Under threat of economic sanctions, Hanoi released a half dozen political and religious dissidents in a nationwide prisoner amnesty early this year, and last month the U.S. State Department acknowledged Vietnam has made progress in relaxing curbs on religious freedom. Indeed, public worship has flourished in recent years with crowds filling incense-fragrant temples and wooden church pews — as long as no politics come into play.
But the patriarch of the outlawed Unified Buddhist Church of Vietnam, Thich Huyen Quang, and his deputy, Thich Quang Do, have been under house arrest for two decades, and the church has been scathing about Nhat Hanh's visit, saying it "gives a precious propaganda bonus to the Vietnamese regime but it does nothing for the cause of religious freedom and human rights in Vietnam."
Nhat Hanh asked to meet the patriarch and his deputy, and was repeatedly rebuffed.
But the soft-spoken monk seemed undeterred, radiating an earnest calm as he spoke of the need to break down the distrust between the government and independent Buddhists.
"My way is not to fight or threaten or punish but to help," he said. "We don't consider anyone as the enemy. Our enemy is wrong perceptions, hate, violence. Communist or anti-communists, from the Buddhist church or other churches — we want to embrace them all."

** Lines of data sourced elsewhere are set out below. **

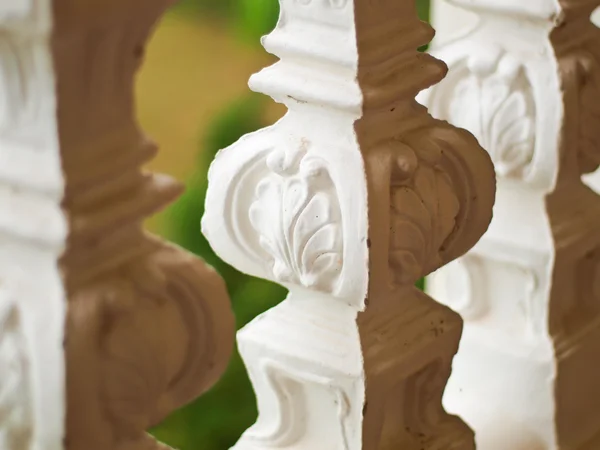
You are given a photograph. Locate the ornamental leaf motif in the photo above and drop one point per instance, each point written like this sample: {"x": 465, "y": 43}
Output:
{"x": 335, "y": 4}
{"x": 297, "y": 216}
{"x": 495, "y": 103}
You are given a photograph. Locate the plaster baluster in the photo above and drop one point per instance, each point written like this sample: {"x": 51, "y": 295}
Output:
{"x": 347, "y": 201}
{"x": 526, "y": 81}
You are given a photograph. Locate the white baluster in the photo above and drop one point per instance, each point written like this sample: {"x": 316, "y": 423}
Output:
{"x": 148, "y": 326}
{"x": 32, "y": 234}
{"x": 347, "y": 201}
{"x": 526, "y": 81}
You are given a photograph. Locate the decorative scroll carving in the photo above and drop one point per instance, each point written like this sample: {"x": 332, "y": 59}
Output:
{"x": 530, "y": 325}
{"x": 149, "y": 327}
{"x": 348, "y": 200}
{"x": 305, "y": 244}
{"x": 492, "y": 97}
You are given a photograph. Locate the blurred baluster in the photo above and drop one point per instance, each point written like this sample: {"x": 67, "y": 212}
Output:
{"x": 524, "y": 78}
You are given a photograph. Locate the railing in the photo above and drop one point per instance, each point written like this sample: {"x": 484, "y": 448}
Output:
{"x": 347, "y": 202}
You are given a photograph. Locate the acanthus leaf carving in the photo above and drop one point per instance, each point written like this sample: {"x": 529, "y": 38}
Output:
{"x": 16, "y": 416}
{"x": 491, "y": 96}
{"x": 296, "y": 214}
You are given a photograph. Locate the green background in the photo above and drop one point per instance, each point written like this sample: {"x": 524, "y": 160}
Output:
{"x": 216, "y": 420}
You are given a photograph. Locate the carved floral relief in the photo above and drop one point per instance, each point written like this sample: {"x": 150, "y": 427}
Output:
{"x": 491, "y": 96}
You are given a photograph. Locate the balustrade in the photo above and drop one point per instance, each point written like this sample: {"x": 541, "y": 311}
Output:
{"x": 347, "y": 201}
{"x": 524, "y": 78}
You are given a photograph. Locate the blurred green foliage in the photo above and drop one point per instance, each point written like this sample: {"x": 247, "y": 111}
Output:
{"x": 216, "y": 420}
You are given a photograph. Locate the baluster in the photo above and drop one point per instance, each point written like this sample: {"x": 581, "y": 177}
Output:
{"x": 32, "y": 235}
{"x": 148, "y": 326}
{"x": 347, "y": 201}
{"x": 526, "y": 81}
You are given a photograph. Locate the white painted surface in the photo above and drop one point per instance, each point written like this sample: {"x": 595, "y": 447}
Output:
{"x": 508, "y": 379}
{"x": 32, "y": 234}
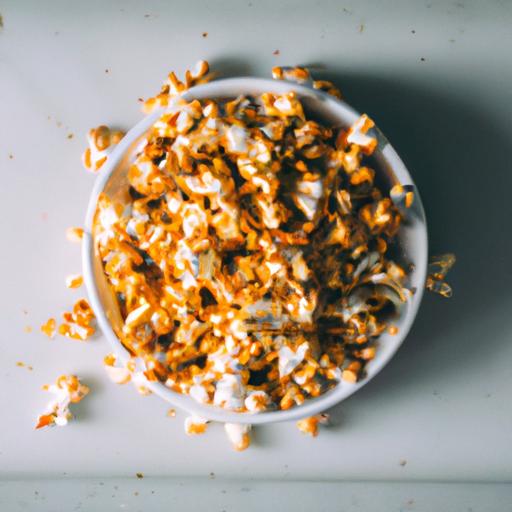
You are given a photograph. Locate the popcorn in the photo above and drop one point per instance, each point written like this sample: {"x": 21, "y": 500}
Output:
{"x": 437, "y": 269}
{"x": 78, "y": 322}
{"x": 252, "y": 266}
{"x": 68, "y": 389}
{"x": 238, "y": 434}
{"x": 195, "y": 425}
{"x": 74, "y": 234}
{"x": 74, "y": 280}
{"x": 101, "y": 142}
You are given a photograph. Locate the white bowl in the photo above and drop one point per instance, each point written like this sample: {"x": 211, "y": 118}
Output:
{"x": 412, "y": 239}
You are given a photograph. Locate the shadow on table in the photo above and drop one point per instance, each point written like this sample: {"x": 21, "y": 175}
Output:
{"x": 457, "y": 156}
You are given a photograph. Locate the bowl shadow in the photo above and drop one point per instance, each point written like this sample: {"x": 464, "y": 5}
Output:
{"x": 456, "y": 153}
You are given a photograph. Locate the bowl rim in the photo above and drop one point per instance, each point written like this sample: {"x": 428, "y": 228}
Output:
{"x": 340, "y": 392}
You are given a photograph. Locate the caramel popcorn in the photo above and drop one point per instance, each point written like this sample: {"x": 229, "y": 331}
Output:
{"x": 195, "y": 425}
{"x": 438, "y": 267}
{"x": 101, "y": 142}
{"x": 74, "y": 234}
{"x": 49, "y": 328}
{"x": 78, "y": 323}
{"x": 253, "y": 265}
{"x": 74, "y": 281}
{"x": 68, "y": 389}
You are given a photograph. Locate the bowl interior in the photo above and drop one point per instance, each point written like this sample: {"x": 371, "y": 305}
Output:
{"x": 412, "y": 242}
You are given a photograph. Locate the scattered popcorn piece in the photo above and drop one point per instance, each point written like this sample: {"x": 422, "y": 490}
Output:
{"x": 195, "y": 425}
{"x": 68, "y": 389}
{"x": 402, "y": 195}
{"x": 117, "y": 374}
{"x": 437, "y": 269}
{"x": 74, "y": 280}
{"x": 78, "y": 322}
{"x": 74, "y": 234}
{"x": 101, "y": 142}
{"x": 49, "y": 328}
{"x": 238, "y": 434}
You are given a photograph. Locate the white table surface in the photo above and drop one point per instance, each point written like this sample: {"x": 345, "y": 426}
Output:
{"x": 442, "y": 405}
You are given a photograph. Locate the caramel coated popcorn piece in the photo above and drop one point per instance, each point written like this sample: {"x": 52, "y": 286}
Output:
{"x": 239, "y": 435}
{"x": 74, "y": 234}
{"x": 437, "y": 269}
{"x": 101, "y": 142}
{"x": 195, "y": 425}
{"x": 78, "y": 323}
{"x": 68, "y": 389}
{"x": 74, "y": 280}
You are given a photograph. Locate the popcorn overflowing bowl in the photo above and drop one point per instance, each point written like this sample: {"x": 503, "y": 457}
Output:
{"x": 205, "y": 330}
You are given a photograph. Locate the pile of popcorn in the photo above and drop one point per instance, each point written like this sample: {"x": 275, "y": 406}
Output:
{"x": 252, "y": 258}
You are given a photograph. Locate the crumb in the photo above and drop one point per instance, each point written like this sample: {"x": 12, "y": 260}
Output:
{"x": 74, "y": 234}
{"x": 49, "y": 328}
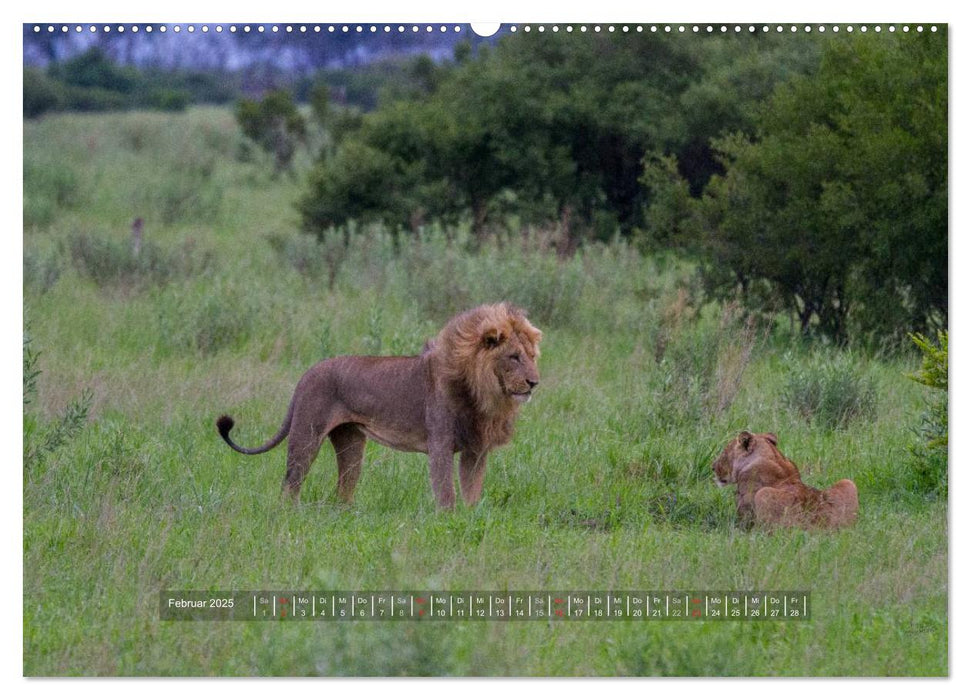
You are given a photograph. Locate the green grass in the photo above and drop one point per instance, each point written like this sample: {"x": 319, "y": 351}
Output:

He even got the ear of Prime Minister Phan Van Khai during a private meeting and made suggestions to Hanoi's government, most notably: set up talks with key Buddhist leaders and allow freedom for UBCV leaders to preach around the country. he also recommended an end to co-opting monks into party politics, which he said discredits both the Communist Party and the Buddhist religion.
He knows reconciliation will take time — that "To reunite the country is one thing, but to reunite the hearts of the people, that is quite another thing."
In mid-April, he will leave, back to preaching and teaching abroad, in the United States and at Plum Village, the multinational retreat he founded for Zen followers in southern France. But Vietnam will stay with him.
"It's a wonderful thing to come home after 39 years, almost 40 years," he said. "It's very nice to be mindful of every step you make, to know you are touching the soil of Vietnam."